Using environment variables:
```bash
LDR_SEARCH__TOOL=auto
LDR_SEARCH__ITERATIONS=3
LDR_SEARCH__QUESTIONS_PER_ITERATION=2
```

## Web Interface

The web interface offers several features:

- **Dashboard**: Start and manage research queries
- **Real-time Updates**: Track research progress
- **Research History**: Access past queries
- **PDF Export**: Download reports
- **Research Management**: Terminate processes or delete records

## Command Line Interface

The CLI version allows you to:

1. Choose between a quick summary or detailed report
2. Enter your research query
3. View results directly in the terminal
4. Save reports automatically to the configured output directory

## Development Setup

If you want to develop or modify the package, you can install it in development mode:

```bash
# Clone the repository
git clone https://github.com/LearningCircuit/local-deep-research.git
cd local-deep-research

# Install in development mode
pip install -e .
```

You can run the application directly using Python module syntax:

```bash
# Run the web interface
python -m local_deep_research.web.app

# Run the CLI version
python -m local_deep_research.main
```

## Community & Support

Join our [Discord server](https://discord.gg/2E6gYU2Z) to exchange ideas, discuss usage patterns, and share research approaches.

## License

This project is licensed under the MIT License.

## Acknowledgments

- Built with [Ollama](https://ollama.ai) for local AI processing
- Search powered by multiple sources:
  - [Wikipedia](https://www.wikipedia.org/) for factual knowledge
  - [arXiv](https://arxiv.org/) for scientific papers
  - [PubMed](https://pubmed.ncbi.nlm.nih.gov/) for biomedical literature
  - [Semantic Scholar](https://www.semanticscholar.org/) for academic literature
  - [DuckDuckGo](https://duckduckgo.com) for web search
  - [The Guardian](https://www.theguardian.com/) for journalism
  - [SerpAPI](https://serpapi.com) for Google search results
  - [SearXNG](https://searxng.org/) for local web-search engine
  - [Brave Search](https://search.brave.com/) for privacy-focused web search
- Built on [LangChain](https://github.com/hwchase17/langchain) framework
- Uses [justext](https://github.com/miso-belica/justext), [Playwright](https://playwright.dev), [FAISS](https://github.com/facebookresearch/faiss), and more

> **Support Free Knowledge:** If you frequently use the search engines in this tool, please consider making a donation to these organizations:
> - [Donate to Wikipedia](https://donate.wikimedia.org)
> - [Support arXiv](https://arxiv.org/about/give)
> - [Donate to DuckDuckGo](https://duckduckgo.com/donations)
> - [Support PubMed/NCBI](https://www.nlm.nih.gov/pubs/donations/donations.html)

## Contributing

Contributions are welcome!
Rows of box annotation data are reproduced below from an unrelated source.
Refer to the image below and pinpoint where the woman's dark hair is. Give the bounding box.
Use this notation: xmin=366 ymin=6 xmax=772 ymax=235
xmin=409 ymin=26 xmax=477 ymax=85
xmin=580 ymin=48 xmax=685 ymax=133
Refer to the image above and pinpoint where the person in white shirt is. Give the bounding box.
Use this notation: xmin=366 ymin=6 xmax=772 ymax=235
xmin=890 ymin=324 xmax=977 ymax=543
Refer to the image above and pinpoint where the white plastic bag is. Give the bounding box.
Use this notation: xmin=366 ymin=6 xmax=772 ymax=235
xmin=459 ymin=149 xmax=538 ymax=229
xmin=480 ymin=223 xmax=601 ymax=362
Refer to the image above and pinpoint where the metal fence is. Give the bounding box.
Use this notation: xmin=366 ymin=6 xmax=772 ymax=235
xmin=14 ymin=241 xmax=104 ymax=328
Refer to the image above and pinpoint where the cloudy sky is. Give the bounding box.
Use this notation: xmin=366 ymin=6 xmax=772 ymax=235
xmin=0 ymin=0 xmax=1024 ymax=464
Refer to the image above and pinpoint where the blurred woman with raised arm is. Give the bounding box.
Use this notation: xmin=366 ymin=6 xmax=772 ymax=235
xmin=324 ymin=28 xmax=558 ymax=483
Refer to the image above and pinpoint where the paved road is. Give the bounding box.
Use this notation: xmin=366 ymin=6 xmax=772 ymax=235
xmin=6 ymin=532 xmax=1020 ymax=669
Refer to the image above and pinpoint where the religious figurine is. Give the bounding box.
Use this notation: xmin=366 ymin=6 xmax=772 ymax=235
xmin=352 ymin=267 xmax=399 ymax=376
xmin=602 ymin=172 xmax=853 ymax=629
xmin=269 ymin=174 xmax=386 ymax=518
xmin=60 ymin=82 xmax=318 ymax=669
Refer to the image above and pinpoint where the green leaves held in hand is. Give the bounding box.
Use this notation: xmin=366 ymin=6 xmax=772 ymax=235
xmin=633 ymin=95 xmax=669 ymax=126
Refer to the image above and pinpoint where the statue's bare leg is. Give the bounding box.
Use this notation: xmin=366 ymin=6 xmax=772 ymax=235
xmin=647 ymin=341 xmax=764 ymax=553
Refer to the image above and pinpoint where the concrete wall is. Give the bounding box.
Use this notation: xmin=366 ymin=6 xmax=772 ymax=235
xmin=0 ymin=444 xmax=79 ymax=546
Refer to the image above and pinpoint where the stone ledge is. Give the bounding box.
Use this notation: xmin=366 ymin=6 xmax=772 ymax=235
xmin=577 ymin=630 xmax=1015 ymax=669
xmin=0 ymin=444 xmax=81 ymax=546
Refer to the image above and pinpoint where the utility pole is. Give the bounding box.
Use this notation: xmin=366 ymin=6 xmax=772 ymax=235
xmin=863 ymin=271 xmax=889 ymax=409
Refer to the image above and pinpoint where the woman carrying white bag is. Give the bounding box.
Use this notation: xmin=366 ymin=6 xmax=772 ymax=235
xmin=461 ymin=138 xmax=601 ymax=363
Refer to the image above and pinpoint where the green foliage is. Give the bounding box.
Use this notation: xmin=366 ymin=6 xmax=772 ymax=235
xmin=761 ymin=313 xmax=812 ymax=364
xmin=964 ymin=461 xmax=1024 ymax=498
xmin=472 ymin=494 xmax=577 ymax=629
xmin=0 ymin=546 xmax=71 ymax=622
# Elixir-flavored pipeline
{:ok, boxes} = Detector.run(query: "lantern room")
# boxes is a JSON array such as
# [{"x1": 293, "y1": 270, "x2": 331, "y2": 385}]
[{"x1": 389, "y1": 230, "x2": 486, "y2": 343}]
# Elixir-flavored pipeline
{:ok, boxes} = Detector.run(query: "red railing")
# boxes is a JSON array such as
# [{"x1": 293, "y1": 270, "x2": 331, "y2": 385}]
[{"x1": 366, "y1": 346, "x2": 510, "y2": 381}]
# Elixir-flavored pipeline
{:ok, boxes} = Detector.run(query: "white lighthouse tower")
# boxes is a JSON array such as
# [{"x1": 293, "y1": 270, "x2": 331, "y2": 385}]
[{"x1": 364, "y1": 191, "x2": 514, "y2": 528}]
Please feel free to submit a Pull Request.

1. Fork the repository
2. Create your feature branch (`git checkout -b feature/AmazingFeature`)
3. Make your changes
4. Commit your changes (`git commit -m 'Add some AmazingFeature'`)
5. Push to the branch (`git push origin feature/AmazingFeature`)
6. **Important:** Open a Pull Request against the `dev` branch, not the `main` branch

We prefer all pull requests to be submitted against the `dev` branch for easier testing and integration before releasing to the main branch.